Ariana Metchik, a 2005 UCLA graduate, spent two years as a community health educator in Mauritania, a West African Islamic country bordered by Senegal, Malawi and Algeria. She worked on AIDS education and polio immunization programs, organized traditional midwife training and started a health club for elementary students. But living in a patriarchal community where women had few rights was bit of a culture shock, she said - one that inspired her to start a literacy program for the women in her village, most of whom had never seen a written word. By the time she left her post in 2007, they hadn't exactly learned to read and write, she said, "but there was a whole group of women who thought there were possibilities for themselves. I think they loved learning, and I think it instilled in them the idea of a world where their daughters could learn."
Metchik, who is now working in a UCLA substance abuse research program while applying to medical schools, met her boyfriend in the Peace Corps. Fellow Mauritania volunteer Keith Gaddis, now a UCLA doctoral student in ecology and evolution, lived in the regional capital of Atar and worked with the mayor's office on setting up a trash disposal plan for the town. He later moved to the national capital and worked on after school mentoring programs for high school girls. He doubled the number of mentoring centers to 16 and started 10 more for elementary school students.
"It humbled me," Gaddis said. "At the same time it gave me a lot more confidence.
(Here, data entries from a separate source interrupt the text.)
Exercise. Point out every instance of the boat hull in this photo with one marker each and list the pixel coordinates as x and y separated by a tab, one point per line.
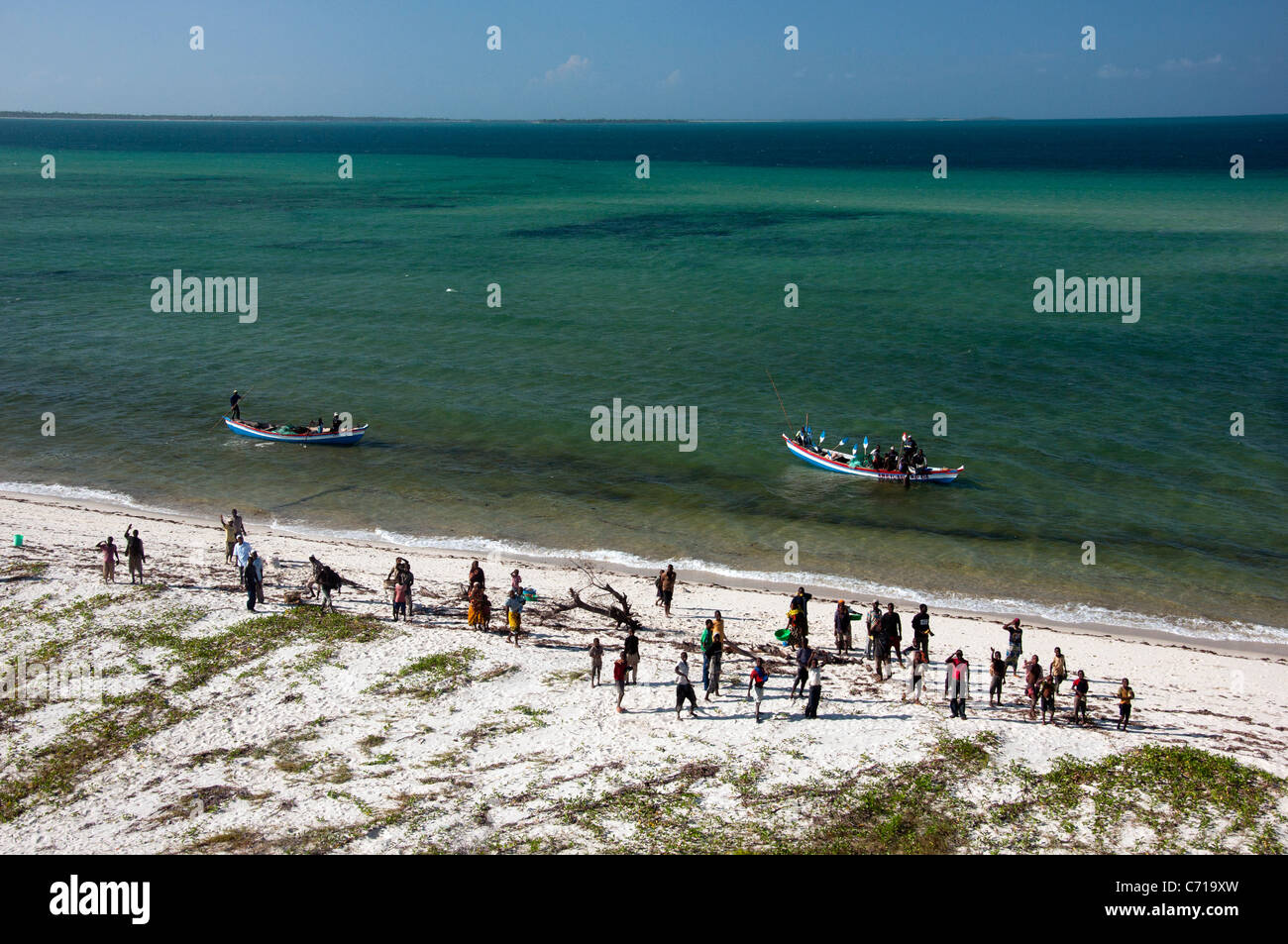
844	469
343	438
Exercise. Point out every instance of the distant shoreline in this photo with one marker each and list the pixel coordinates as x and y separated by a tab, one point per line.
373	119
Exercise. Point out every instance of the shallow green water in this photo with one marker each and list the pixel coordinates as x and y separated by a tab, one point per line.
914	299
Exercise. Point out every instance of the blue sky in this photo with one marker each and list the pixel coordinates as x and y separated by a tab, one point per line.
652	59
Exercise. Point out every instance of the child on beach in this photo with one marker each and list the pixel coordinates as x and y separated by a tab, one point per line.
1080	698
399	601
596	661
683	686
514	614
1125	699
803	659
134	554
1046	689
668	588
756	681
815	687
1031	678
619	681
713	656
1016	646
110	559
841	627
241	554
921	633
230	537
703	642
958	672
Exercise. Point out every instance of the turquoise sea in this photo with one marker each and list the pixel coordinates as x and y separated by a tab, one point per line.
915	297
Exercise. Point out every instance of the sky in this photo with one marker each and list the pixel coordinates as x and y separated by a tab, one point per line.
648	59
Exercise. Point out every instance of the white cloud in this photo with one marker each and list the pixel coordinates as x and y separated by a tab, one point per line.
574	68
1189	64
1108	71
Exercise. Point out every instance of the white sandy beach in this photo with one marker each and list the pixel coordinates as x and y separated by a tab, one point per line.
322	743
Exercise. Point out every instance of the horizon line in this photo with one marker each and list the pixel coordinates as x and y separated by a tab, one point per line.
130	116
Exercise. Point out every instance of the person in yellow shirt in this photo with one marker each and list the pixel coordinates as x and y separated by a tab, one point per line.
1125	699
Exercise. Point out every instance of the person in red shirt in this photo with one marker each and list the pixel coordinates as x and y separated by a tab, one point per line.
619	681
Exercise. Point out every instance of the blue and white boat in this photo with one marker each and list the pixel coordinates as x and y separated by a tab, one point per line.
284	434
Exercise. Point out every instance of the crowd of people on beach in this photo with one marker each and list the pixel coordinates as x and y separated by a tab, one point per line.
884	630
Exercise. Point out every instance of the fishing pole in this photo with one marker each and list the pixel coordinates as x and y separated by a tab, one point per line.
780	399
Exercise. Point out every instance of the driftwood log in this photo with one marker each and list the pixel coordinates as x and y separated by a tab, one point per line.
618	609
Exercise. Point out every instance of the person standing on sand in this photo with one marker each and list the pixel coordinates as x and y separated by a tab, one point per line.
881	649
756	681
1059	670
996	674
134	554
250	581
815	687
841	627
631	651
803	656
917	678
1080	698
399	600
921	633
1017	646
407	579
619	681
703	642
1031	678
892	630
683	686
713	655
800	603
259	577
110	559
596	661
960	673
1125	699
1046	691
477	612
514	614
230	537
329	581
241	554
668	588
874	623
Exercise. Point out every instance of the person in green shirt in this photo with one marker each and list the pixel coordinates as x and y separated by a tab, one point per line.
703	642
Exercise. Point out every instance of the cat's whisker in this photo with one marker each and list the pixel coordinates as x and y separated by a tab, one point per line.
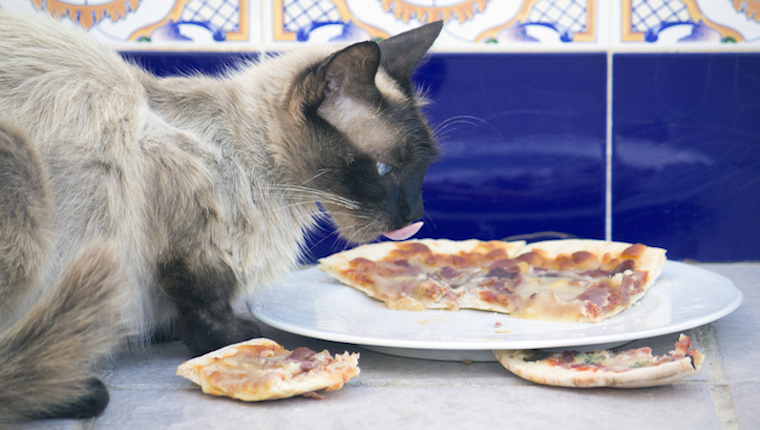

It made me feel like I was resourceful."
Changes that last a lifetime
Bryant Wieneke, a UC Riverside alumnus, served as a Peace Corps volunteer in Niger teaching, in French, at an agricultural school from 1974 to 1976. The fact that he knew nothing about farming and didn't speak French gave him the confidence, he said, to think nothing is impossible.
"Another lasting effect of the Peace Corps for me was that it was the beginning of a rich life of service, which is the most rewarding way to make a living in my opinion," said Wieneke, now an assistant dean for policy in the UC Santa Barbara College of Letters and Science. "I have never been on the front lines, saving lives as a doctor or nurse or even teaching in a classroom, but I have a role at the university that makes me feel as if I'm making a contribution to young people and our society. ... My life in public service emanated from my Peace Corps experience, and I wouldn't trade it for anything."